Devant ce désastre inimaginable, qui ne cesse de s’aggraver et qu’ils ne peuvent plus nier, les réactions de nos hommes politiques européens ne bougent pas d’un iota.

  1. Démanteler l’euro et retourner aux monnaies nationales serait un désastre encore plus grand, vous disent ceux qui ont créé l’euro contre toute logique économique. Ils se sont trompés sur tout depuis vingt ans. Pourquoi donc les croire sur ce coup là ? De mon côté, j’en doute très fortement. Après tout, je n’ai pas d’exemple dans l’histoire d’un monstre technocratique mis à mort sans que cela ne se traduise par une envolée de la croissance économique et des marchés financiers, le capital pouvant circuler à nouveau en fonction de la rentabilité marginale de ce même capital, mais soit… À mon humble avis, il vaut mieux la fin de l’horreur qu’une horreur sans fin (proverbe allemand).
  2. La solution de laisser faire le marché pour retourner à l’équilibre ne marche pas comme chacun le sait. La seule chose qui fonctionne, c’est un marché « dirigé et encadré » par des gens compétents et altruistes, c’est-à-dire eux, et pour cela, il est bien normal qu’ils disposent de privilèges et de pouvoirs exorbitants et surtout qu’ils ne soient pas soumis aux foucades d’un électorat qui ne comprend rien à rien.

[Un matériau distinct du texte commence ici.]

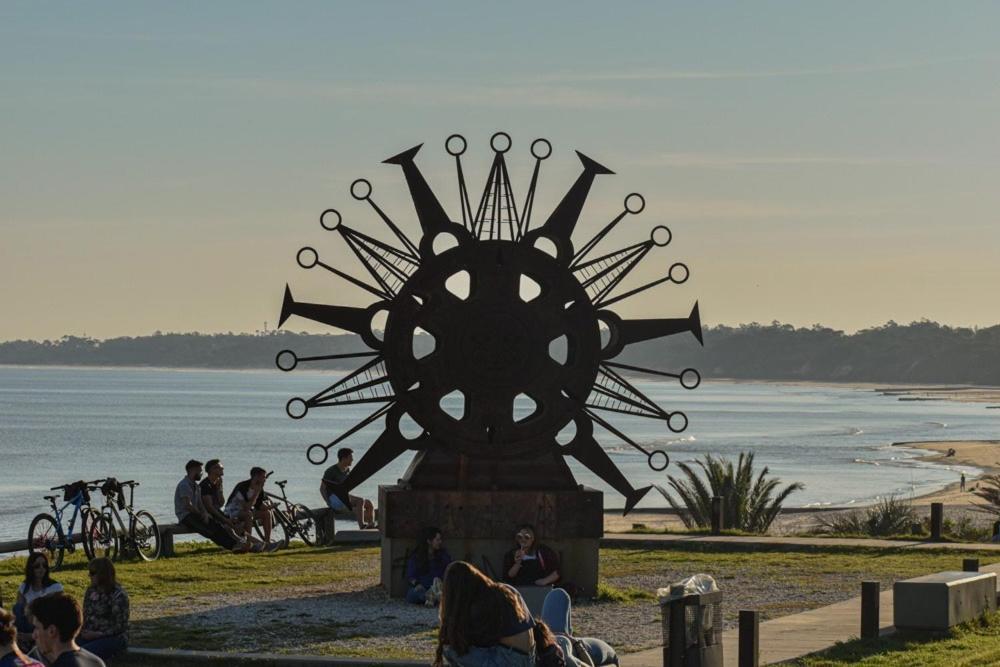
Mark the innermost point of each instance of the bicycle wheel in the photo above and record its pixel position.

Et c’est là qu’il faut introduire l’Islande.

Pendant que la Grèce faisait faillite dans le sud, à peu près au même moment, l’Islande plongeait dans le nord. Et je ne sais pas si le lecteur a remarqué, mais personne, absolument personne, ne parle de l’Islande, et pour cause : elle va très bien ! Et elle va très bien parce que le pays a fait face à ses problèmes de façon démocratique et en ayant recours aux marchés plutôt qu’à des technocrates…

Qu’ont fait les Islandais pour s’en sortir ? C’est tout simple, ils ont fait ce qu’avaient fait avant eux la Suède en 1992, la Corée en 1998 et bien d’autres avant et après eux…

Revenons sur l’année 2008-2009 en Islande. Une croissance bancaire débridée a amené le pays à la faillite. Les banques islandaises ayant emprunté de façon déraisonnable aux banques de certains autres pays (Allemagne, Grande-Bretagne) pour financer une expansion totalement folle se retrouvent dans une situation désespérée lorsque les banques étrangères exigent le remboursement des prêts.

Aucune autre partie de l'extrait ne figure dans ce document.